# RV Sales & Service?



## FixIt (Aug 16, 2005)

Has any body on here bought from DeMontrond RV?
How would you rate them on sales & service?


----------



## StinkBait (May 31, 2004)

Best thing would be to google them and read all of the reviews.

Another place for reviews is here
http://www.rvservicereviews.com/StateList.asp?state=TX


----------



## redexpress (Apr 5, 2010)

I haven't heard anything but bad. Their TV commercials would be enough to keep me away. That "lifetime warranty" draws a lot of folks. Lots of clauses and expensive annual inspections what I heard.
Don't ricochet off them to Holiday World. Bought two 5th wheels from them and I'm never going there again. If I was looking again I don't know where I would go. Camping World has their haters but I might start there if they carried the brand I wanted. I've heard good reports on some of their shops. They at least have a lot of shops around the country.
Look on the internet for a forum for the brand you are looking at. Sometimes good info. I'm on keystonerv.org and rv.net.
Montana HC 305RL
Bigfoot 9.4 cabover 
Sorry to be so negative but.....


----------



## glenbo (Apr 9, 2010)

No personal experience but I watched the frustration of our neighbor sending his motorhome back again and again and again to get the same things fixed. He finally gave up and sold it to another sucker.


----------



## bigfishtx (Jul 17, 2007)

Best advice I have is to do a long, thorough inspection of every component of the trailer before paying for it, and:
Get it in writing they allow mobile technicians to service the unit after it leaves.
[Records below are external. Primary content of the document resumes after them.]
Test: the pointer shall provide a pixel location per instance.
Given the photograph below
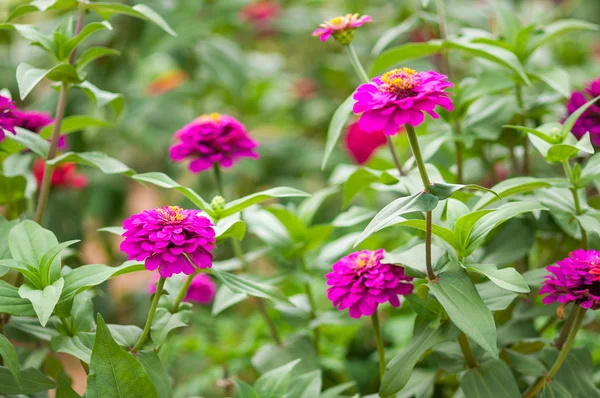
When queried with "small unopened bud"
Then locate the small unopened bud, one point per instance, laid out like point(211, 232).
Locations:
point(218, 203)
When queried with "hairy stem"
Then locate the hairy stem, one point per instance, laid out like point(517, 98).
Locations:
point(146, 331)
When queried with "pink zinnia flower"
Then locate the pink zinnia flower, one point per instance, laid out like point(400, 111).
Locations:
point(64, 175)
point(212, 139)
point(8, 118)
point(398, 97)
point(171, 239)
point(362, 144)
point(342, 28)
point(574, 279)
point(202, 290)
point(360, 282)
point(589, 121)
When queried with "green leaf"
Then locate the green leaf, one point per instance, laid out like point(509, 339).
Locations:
point(274, 383)
point(490, 221)
point(156, 371)
point(141, 11)
point(510, 187)
point(492, 378)
point(164, 322)
point(30, 141)
point(114, 372)
point(406, 52)
point(230, 227)
point(43, 300)
point(67, 48)
point(338, 121)
point(164, 181)
point(102, 161)
point(389, 215)
point(466, 309)
point(28, 77)
point(48, 268)
point(570, 121)
point(557, 29)
point(506, 278)
point(399, 369)
point(495, 54)
point(241, 284)
point(9, 354)
point(244, 390)
point(32, 382)
point(92, 54)
point(87, 276)
point(238, 205)
point(71, 124)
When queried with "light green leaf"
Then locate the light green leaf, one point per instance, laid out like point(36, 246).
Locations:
point(164, 181)
point(390, 214)
point(238, 205)
point(338, 121)
point(43, 301)
point(457, 294)
point(102, 161)
point(492, 378)
point(506, 278)
point(114, 371)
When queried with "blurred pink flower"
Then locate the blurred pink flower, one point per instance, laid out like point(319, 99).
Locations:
point(574, 279)
point(212, 139)
point(360, 282)
point(64, 175)
point(171, 239)
point(398, 97)
point(361, 144)
point(342, 27)
point(202, 290)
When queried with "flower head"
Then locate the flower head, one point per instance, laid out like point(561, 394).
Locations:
point(360, 282)
point(342, 28)
point(64, 175)
point(589, 121)
point(171, 239)
point(398, 97)
point(362, 144)
point(8, 118)
point(202, 290)
point(574, 279)
point(212, 139)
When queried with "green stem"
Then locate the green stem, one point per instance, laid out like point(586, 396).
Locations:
point(146, 331)
point(466, 349)
point(541, 382)
point(358, 68)
point(395, 155)
point(379, 342)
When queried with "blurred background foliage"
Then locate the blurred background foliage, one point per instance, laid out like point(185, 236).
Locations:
point(258, 62)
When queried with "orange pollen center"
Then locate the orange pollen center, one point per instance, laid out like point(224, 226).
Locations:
point(171, 215)
point(400, 81)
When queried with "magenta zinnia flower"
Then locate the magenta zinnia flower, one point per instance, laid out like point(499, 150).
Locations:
point(574, 279)
point(342, 28)
point(360, 282)
point(8, 118)
point(213, 139)
point(589, 121)
point(202, 290)
point(398, 97)
point(171, 239)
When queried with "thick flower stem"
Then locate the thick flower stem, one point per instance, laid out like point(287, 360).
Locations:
point(379, 342)
point(395, 155)
point(466, 349)
point(146, 331)
point(358, 68)
point(541, 382)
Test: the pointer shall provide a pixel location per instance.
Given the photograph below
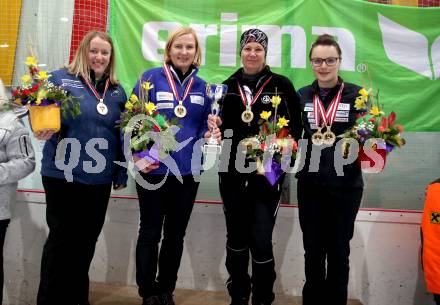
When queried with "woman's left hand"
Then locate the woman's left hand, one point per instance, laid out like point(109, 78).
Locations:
point(118, 187)
point(214, 121)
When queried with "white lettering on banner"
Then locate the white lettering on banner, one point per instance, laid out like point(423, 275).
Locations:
point(410, 49)
point(150, 39)
point(342, 114)
point(202, 34)
point(345, 40)
point(344, 106)
point(152, 46)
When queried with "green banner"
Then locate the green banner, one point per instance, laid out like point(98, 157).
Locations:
point(397, 48)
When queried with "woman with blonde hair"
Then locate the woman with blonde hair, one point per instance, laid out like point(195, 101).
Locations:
point(77, 201)
point(177, 92)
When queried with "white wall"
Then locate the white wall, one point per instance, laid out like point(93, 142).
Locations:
point(385, 267)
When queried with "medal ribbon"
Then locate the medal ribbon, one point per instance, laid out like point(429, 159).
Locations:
point(98, 97)
point(172, 84)
point(243, 96)
point(328, 117)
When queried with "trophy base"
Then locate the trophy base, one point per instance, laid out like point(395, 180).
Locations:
point(212, 148)
point(211, 154)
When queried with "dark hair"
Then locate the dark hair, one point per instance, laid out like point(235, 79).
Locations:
point(325, 40)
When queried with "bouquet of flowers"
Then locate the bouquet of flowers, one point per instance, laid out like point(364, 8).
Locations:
point(374, 124)
point(151, 135)
point(44, 100)
point(272, 142)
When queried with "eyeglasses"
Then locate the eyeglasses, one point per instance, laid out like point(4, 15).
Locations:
point(330, 61)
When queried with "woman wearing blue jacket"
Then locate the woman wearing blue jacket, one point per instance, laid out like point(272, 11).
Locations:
point(166, 199)
point(78, 171)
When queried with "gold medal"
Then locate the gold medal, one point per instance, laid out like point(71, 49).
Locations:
point(329, 137)
point(180, 110)
point(247, 116)
point(317, 137)
point(102, 108)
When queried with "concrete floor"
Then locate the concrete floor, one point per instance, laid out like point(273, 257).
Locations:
point(105, 294)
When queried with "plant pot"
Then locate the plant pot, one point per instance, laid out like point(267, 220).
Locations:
point(372, 165)
point(45, 118)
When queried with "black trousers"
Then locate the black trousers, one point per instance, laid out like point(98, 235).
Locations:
point(3, 226)
point(75, 214)
point(169, 208)
point(250, 205)
point(327, 216)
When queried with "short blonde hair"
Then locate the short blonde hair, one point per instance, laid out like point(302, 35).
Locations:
point(180, 32)
point(79, 64)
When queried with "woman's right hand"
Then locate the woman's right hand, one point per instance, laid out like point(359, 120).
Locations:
point(44, 135)
point(145, 166)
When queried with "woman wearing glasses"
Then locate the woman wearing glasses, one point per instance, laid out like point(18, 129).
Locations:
point(328, 202)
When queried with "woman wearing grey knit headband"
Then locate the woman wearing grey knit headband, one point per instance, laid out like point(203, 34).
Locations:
point(250, 200)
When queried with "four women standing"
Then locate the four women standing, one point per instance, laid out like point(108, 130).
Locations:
point(250, 201)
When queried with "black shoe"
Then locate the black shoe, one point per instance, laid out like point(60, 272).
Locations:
point(153, 300)
point(167, 299)
point(239, 301)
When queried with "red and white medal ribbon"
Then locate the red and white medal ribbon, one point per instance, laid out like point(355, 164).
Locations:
point(246, 103)
point(101, 107)
point(179, 110)
point(328, 117)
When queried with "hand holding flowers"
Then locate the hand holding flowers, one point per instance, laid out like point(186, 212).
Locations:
point(373, 125)
point(151, 137)
point(272, 143)
point(44, 99)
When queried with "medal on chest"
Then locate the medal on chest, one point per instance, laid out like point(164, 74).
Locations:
point(101, 107)
point(180, 110)
point(246, 97)
point(328, 117)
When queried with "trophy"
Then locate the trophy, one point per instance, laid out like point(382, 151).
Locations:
point(215, 92)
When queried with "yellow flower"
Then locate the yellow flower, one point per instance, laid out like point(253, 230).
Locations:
point(282, 122)
point(276, 100)
point(133, 98)
point(147, 86)
point(265, 115)
point(41, 95)
point(31, 61)
point(26, 79)
point(376, 111)
point(360, 103)
point(128, 105)
point(364, 93)
point(42, 75)
point(150, 107)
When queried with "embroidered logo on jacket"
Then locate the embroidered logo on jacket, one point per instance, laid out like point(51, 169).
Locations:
point(435, 218)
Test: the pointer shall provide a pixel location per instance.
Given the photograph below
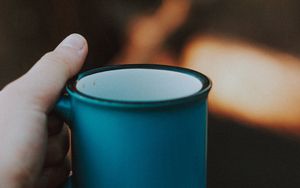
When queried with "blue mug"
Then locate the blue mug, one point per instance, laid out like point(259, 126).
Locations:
point(137, 126)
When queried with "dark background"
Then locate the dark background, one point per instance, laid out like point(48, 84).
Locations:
point(238, 156)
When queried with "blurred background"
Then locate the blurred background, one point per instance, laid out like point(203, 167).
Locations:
point(240, 152)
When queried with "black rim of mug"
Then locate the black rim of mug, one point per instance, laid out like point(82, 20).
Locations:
point(199, 95)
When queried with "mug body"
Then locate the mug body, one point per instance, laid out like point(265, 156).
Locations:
point(139, 144)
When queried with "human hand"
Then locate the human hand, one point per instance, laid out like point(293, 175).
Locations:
point(33, 141)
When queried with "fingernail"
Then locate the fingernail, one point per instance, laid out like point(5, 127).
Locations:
point(74, 41)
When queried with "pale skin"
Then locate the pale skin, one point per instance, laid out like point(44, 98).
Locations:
point(33, 141)
point(251, 84)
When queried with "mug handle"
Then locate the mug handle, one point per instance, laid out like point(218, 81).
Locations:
point(63, 108)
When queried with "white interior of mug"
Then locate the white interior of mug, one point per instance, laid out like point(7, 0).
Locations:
point(139, 85)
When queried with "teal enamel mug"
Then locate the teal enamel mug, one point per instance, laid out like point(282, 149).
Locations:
point(137, 126)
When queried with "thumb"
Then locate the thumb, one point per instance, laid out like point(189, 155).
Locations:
point(41, 85)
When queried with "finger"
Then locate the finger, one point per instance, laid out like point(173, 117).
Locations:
point(55, 124)
point(58, 146)
point(42, 84)
point(55, 177)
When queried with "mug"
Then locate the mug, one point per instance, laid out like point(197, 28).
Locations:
point(137, 126)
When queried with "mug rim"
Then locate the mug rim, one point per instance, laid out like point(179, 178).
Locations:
point(201, 94)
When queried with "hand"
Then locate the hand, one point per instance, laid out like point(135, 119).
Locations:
point(33, 141)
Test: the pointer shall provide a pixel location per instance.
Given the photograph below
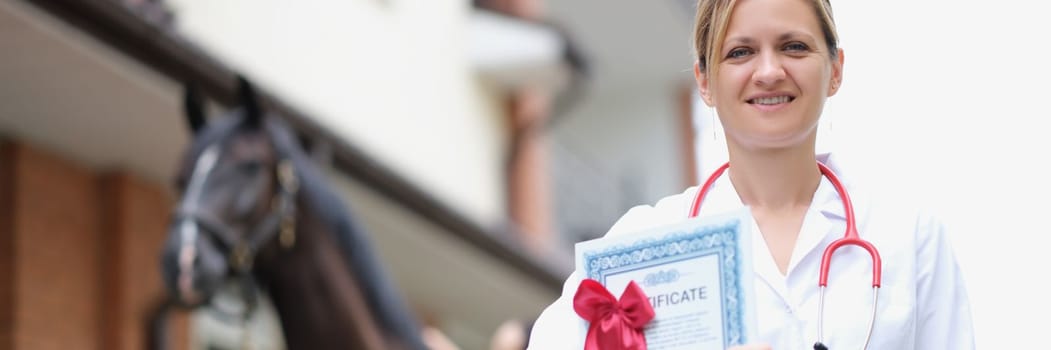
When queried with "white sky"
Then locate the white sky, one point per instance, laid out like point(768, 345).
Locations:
point(949, 100)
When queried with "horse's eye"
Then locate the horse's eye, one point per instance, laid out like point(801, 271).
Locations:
point(250, 167)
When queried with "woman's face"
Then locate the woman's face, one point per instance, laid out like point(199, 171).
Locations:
point(774, 76)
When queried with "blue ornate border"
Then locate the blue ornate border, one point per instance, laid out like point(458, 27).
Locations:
point(720, 240)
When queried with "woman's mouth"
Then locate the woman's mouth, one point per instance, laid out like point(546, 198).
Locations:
point(774, 100)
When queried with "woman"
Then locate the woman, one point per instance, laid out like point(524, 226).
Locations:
point(767, 66)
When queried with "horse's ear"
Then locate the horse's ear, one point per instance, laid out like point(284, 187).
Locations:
point(193, 108)
point(253, 114)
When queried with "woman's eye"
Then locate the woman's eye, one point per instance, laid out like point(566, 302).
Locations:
point(738, 53)
point(796, 46)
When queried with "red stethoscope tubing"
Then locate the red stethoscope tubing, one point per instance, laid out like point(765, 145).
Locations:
point(850, 238)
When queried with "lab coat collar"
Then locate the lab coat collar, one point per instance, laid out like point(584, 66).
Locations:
point(825, 207)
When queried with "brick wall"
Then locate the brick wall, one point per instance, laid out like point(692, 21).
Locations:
point(81, 251)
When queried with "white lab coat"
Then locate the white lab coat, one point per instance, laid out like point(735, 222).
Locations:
point(922, 304)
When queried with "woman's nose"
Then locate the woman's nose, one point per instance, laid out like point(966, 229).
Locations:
point(769, 70)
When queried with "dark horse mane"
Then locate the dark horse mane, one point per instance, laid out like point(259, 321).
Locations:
point(384, 301)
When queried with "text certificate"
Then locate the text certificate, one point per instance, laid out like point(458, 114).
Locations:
point(697, 275)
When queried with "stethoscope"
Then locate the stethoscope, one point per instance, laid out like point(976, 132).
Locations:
point(849, 238)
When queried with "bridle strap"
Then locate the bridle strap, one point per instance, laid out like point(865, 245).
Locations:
point(280, 223)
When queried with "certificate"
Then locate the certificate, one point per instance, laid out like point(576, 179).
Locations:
point(697, 275)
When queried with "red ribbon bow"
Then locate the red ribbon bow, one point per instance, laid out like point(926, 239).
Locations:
point(614, 325)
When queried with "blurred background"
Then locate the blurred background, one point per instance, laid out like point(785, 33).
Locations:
point(477, 141)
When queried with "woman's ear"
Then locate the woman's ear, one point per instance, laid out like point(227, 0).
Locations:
point(837, 79)
point(702, 84)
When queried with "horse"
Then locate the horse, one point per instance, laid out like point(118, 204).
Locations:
point(253, 211)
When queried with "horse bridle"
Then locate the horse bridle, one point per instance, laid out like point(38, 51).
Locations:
point(243, 249)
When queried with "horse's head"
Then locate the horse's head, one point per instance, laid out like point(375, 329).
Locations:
point(237, 194)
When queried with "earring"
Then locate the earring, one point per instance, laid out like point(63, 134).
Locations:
point(715, 131)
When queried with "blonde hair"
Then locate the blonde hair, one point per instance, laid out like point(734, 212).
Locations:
point(713, 18)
All the dealers tout great service but once you go out the door you are pretty much on your own, unless you like leaving it with them for months trying to get repairs.


----------



## redexpress (Apr 5, 2010)

bigfishtx said:


> Best advice I have is to do a long, thorough inspection of every component of the trailer before paying for it, and:
> Get it in writing they allow mobile technicians to service the unit after it leaves.
> 
> All the dealers tout great service but once you go out the door you are pretty much on your own, unless you like leaving it with them for months trying to get repairs.


I agree. For warranty work it takes weeks to get an appointment, another week in the shop, a couple more weeks to get the manufacturer to approve the warranty repair, another week to ship the part, another week in the shop to install. I've read that the dealers don't get paid much for warranty work from the manufacturer. They may get 2 hours labor for what takes 5 hours to do. So obviously the dealer isn't very enthusiastic about doing it to start with.
Some of the little minor repairs you would come out better just paying a shop to do it, or do it yourself. The dealers make their money in the sales and accessory, not in service. If you hang around a shop awhile you will see the majority of the "techs" act lost as a goose. 
Some folks aren't aware that there are many independent shops that can repair major components under warranty. Dometic, Suburban, etc. refrigerators, heaters, A/C can be repaired under warranty at independent shops. Much quicker and better work. Just ask if they are an authorized warranty shop for whatever it is. 
Around Houston I have used Channelview RV Supply for many years, there are likely other good shops as well. 
As far as Camping World the one near Lubbock, I think, has gotten good write-ups on keystonerv.org. Other folks have said their local CW is getting better. I've never dealt with them though. I did have PPL in Houston install a washer/dryer that I bought from them. Only scratched the door trim a little.


----------